D’Hooghe was a co-drafter and signatory of a statement that favored allowing a headdress during a meeting of football executives, referees, players and this reporter that was convened in Amman last October by FIFA Vice President Prince Ali bin al-Hussein, a half-brother of Jordanian King Abdullah who campaigned for his football post on a platform that called for greater women’s rights.

It called on FIFA to articulate a clear policy that “avoid(s) any form of discrimination or exclusion of football players due to cultural customs” and establishes the pitch as “a forum for cultural exchange rather than conflict.”

D’Hooghe has denied involvement in the drafting of the statement or having agreed to sign it.
Proponents of the headdress believe that D’Hooghe’s turnaround and the effort to backtrack on the IFAB’s decision strengthens an uncoordinated collection of conservative anti-Muslim, sexist, feminist and conservative Muslim opposition to the football headdress by disparate parties, which each have different interests.

Saudi reaction
Saudi Arabia, one of the world’s most conservative Muslim nations, has privately argued against the IFAB decision because it undermines the kingdom’s rejection of women’s sports in general and football in particular. The IFAB’s endorsement came at a moment when Saudi Arabia, the only nation unlikely to be represented by women at this summer’s Olympics, is under mounting pressure from the International Olympic Committee (IOC), as well as human rights and women’s groups, to include women in its delegation in London.

Any delay in the definitive approval of the hijab by the IFAB could have implications for teams competing in the FIFA Under-17 Women’s World Cup in Baku in September – a move that would make Saudi Arabia appear less isolated.

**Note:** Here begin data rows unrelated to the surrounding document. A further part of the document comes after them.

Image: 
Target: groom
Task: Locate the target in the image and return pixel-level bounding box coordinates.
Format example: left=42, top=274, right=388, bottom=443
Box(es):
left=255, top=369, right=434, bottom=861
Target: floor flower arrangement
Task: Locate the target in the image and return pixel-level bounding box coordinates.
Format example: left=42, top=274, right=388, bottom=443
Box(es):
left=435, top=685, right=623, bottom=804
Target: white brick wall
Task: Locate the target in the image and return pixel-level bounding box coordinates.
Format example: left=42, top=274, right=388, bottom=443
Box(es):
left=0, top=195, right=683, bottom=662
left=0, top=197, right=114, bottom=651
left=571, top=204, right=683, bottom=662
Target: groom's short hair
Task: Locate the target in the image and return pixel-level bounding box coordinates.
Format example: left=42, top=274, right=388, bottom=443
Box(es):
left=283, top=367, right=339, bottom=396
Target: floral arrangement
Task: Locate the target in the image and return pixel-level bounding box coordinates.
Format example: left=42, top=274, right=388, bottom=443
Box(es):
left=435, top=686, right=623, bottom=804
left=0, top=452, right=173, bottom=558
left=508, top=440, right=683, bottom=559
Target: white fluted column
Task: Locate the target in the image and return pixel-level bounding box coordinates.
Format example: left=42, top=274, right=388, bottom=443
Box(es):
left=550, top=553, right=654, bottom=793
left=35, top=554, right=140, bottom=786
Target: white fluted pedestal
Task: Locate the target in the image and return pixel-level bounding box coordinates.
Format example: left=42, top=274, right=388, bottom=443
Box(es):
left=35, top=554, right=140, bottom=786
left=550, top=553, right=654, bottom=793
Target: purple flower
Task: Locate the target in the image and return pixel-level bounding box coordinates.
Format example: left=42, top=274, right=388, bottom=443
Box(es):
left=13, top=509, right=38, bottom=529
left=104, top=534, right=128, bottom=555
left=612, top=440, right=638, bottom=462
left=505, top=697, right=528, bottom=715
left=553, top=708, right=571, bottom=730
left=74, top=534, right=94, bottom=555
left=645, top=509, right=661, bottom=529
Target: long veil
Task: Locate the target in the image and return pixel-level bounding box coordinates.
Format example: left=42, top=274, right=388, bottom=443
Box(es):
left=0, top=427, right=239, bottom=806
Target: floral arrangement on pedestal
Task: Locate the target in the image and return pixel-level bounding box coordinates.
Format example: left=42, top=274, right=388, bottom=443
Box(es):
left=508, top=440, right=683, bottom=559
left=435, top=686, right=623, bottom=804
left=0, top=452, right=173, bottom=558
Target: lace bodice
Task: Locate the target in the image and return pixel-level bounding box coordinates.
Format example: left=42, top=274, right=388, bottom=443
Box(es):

A meeting of the 17-member FIFA medical committee in the wake of the IFAB decision focused on the threat of carotid sinus irritation – a condition to which men over 50 rather than women are susceptible – that a headdress could pose rather than on the danger of strangulation or heat emission, according to people familiar with the proceedings.

At a follow-up meeting called at Prince Ali’s request, designers of headdresses for football players and representatives of testing institutions briefed D’Hooghe and committee advisor Jiri Dvorak.

D’Hooghe advised FIFA on the basis of the two meetings that designs presented to the medical committee had been deemed unsafe.

“We were shocked that he could write a recommendation on that basis. We don’t know what prompted this or changed his mind,” said Michele Cox, a director of Prince Ali’s foundation, Asian Football Development Project, and a former member of FIFA’s women’s committee who attended the Amman meeting.

Prince Ali said that he has called on D’Hooghe and Dvorak to explain their reversal and rejection of the headdress to the IFAB at its next meeting in July.

Blatter ambiguous on the issue


FIFA insiders suggest Blatter is ambiguous toward the hijab, but has previously supported taking advantage of sexuality to sell women’s football. “Let the women play in more feminine clothes, like they do in volleyball. Female players are pretty, if you excuse me for saying so, and they already have some different rules to men – such as playing with a lighter ball. That decision was taken to create a more female aesthetic, so why not do it in fashion?” he said in 2004.

Blatter, meanwhile, is also known for advising gays to “refrain from sexual activities” when attending the 2022 World Cup in Qatar, which bans homosexuality.